Arax, who grew up in California’s ag-in-depth Central Valley, is brutal and unsparing in his depictions of the confluence of strength and greed in shaping the country’s water regulations. He writes about rich farmers who dried out the ancient Black community of Fairmead by sucking out the groundwater to develop their nuts. He writes about the engineers who “stole” the San Joaquin River. He writes about the soldiers, miners, and missionaries who killed and erased the nation’s indigenous peoples. Though The Dreamt Land isn’t always a light read, it is a compelling history of how power and greed form the land, and Arax has performed a masterful distillation of ways California got here, warts and all.

Meals Routes ebook covers the primary pages of Food Routes. Creator Robyn Metcalfe—who describes herself as a meal historian and a meal futurist—takes an easy slice of New York pizza and then deconstructs it to reveal how complex it is for each pizza component to make it to the pizzeria.
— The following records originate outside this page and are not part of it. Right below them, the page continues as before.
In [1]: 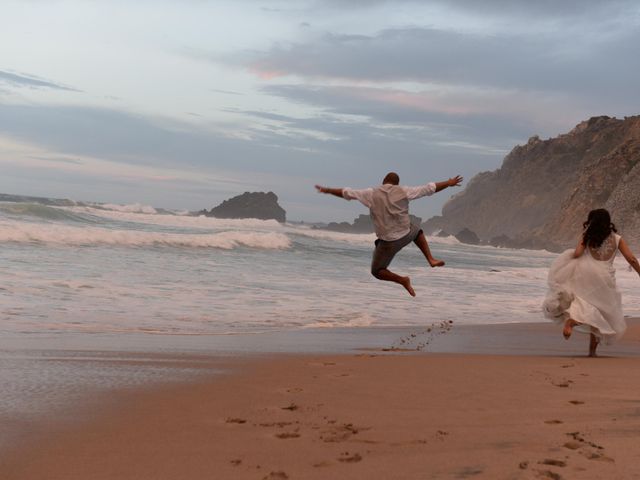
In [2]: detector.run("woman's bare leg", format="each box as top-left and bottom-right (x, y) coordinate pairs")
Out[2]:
(563, 318), (580, 339)
(589, 332), (600, 357)
(414, 232), (445, 267)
She follows flour grown in North Dakota and milled in New York, tomatoes from California, pecorino cheese from Italy, and mozzarella cheese from Wisconsin. This exhaustively researched ebook takes us through the myriad ways our food is harvested, transported, eaten, and sometimes, unluckily, wasted.

Food Routes isn’t pretty much what’s around us now, but what is probably to return. Metcalfe posits how our eating conduct and accompanying transportation structures should exchange as our lives become extra urbanized and automated. Her imagined meals future is concurrently interesting and bleak; it’s full of hyper-personalized diets primarily based on our DNA, pizza-eating places that recognize what we need before we do, and convey grown-in rooftop gardens down the block—all available to those who can have the funds for it. For every solution this book offers, two greater questions emerge, important among them, “What even is ‘real’ food anyway?” and “What does ‘local’ imply?” After analyzing this ebook, it will not be possible to study a slice of pizza or a banana in an equal manner once more.

Food can be so much more than calories and nutrition, and it can be a celebration of people, places, things, and experiences. It can be the story of someone’s life or the simple delight of sharing a moment with family and friends. At Feed the Food, we love food. And we want to share it. So we create beautiful and creative photo shoots, write engaging stories, and create recipes that make food fun.